Sinistrofulgur is a genus of large sea snails with left-handed shell-coiling, marine gastropod mollusks in the subfamily Busyconinae.

==Taxonomy==
The taxonomy of sinistral busyconids has been subject to several disputes, including at what rank to recognize them as distinct from their sister taxon, Busycon carica, and how many species are represented.

Sinistral busyconids were historically included in the genus Busycon. In 1958, Hollister proposed the subgenus Sinistrofulgur for the group. Petuch elevated Sinistrofulgur to genus rank in 1994, although some other authors have continued including these snails in the genus Busycon.
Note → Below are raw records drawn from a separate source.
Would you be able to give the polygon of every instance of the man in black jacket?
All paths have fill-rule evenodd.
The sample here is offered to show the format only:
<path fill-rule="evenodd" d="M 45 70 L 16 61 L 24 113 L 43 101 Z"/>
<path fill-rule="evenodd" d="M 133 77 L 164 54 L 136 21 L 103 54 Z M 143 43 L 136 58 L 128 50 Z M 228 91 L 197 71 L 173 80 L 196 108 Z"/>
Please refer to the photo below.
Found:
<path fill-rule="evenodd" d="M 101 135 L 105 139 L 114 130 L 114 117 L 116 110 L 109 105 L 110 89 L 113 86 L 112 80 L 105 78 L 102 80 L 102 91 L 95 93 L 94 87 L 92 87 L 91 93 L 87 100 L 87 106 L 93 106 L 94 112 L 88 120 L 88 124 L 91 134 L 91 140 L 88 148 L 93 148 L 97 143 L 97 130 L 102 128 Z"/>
Sinistral busyconids were historically included in the species Busycon contrarium, but this name (now Sinistrofulgur contrarium) is now restricted to a small fossil species. Hollister recognized four species: B. sinistrum, found between Cape Hatteras, North Carolina and the Florida Keys, as well as off the Yucatan Peninsula east of the Bay of Campeche; B. perversum, endemic to the Bay of Campeche; B. pulleyi, native to the western Gulf of Mexico from the northern coast of Mexico to Breton Sound in Louisiana; and B. aspinosum, at the time only known from Longboat Key on the gulf coast of Florida. Based on genetic data, Wise et al. (2004) recognized only one extant species of sinistral busyconid, B. perversum, with three subspecies: B. perversum perversum found off the Yucatan Peninsula, B. perversum sinistrum found in the northern Gulf of Mexico, and B. perversum laeostomum found on the Atlantic coast of Florida. In 2015, Petuch et al. recognized four extant species based on conchological differences: B. perversum, B. pulleyi, B. sinistrum, and B. laeostomum.

==Description==
Sinistrofulgur species attain large sizes. The largest specimen reported of S. sinistrum was 375 mm long.

==Human use==
Artifacts made of sinistral busyconid shells are abundant in the archaeological record, and include beads, cups, gorgets, pendants, and earplugs, among other things.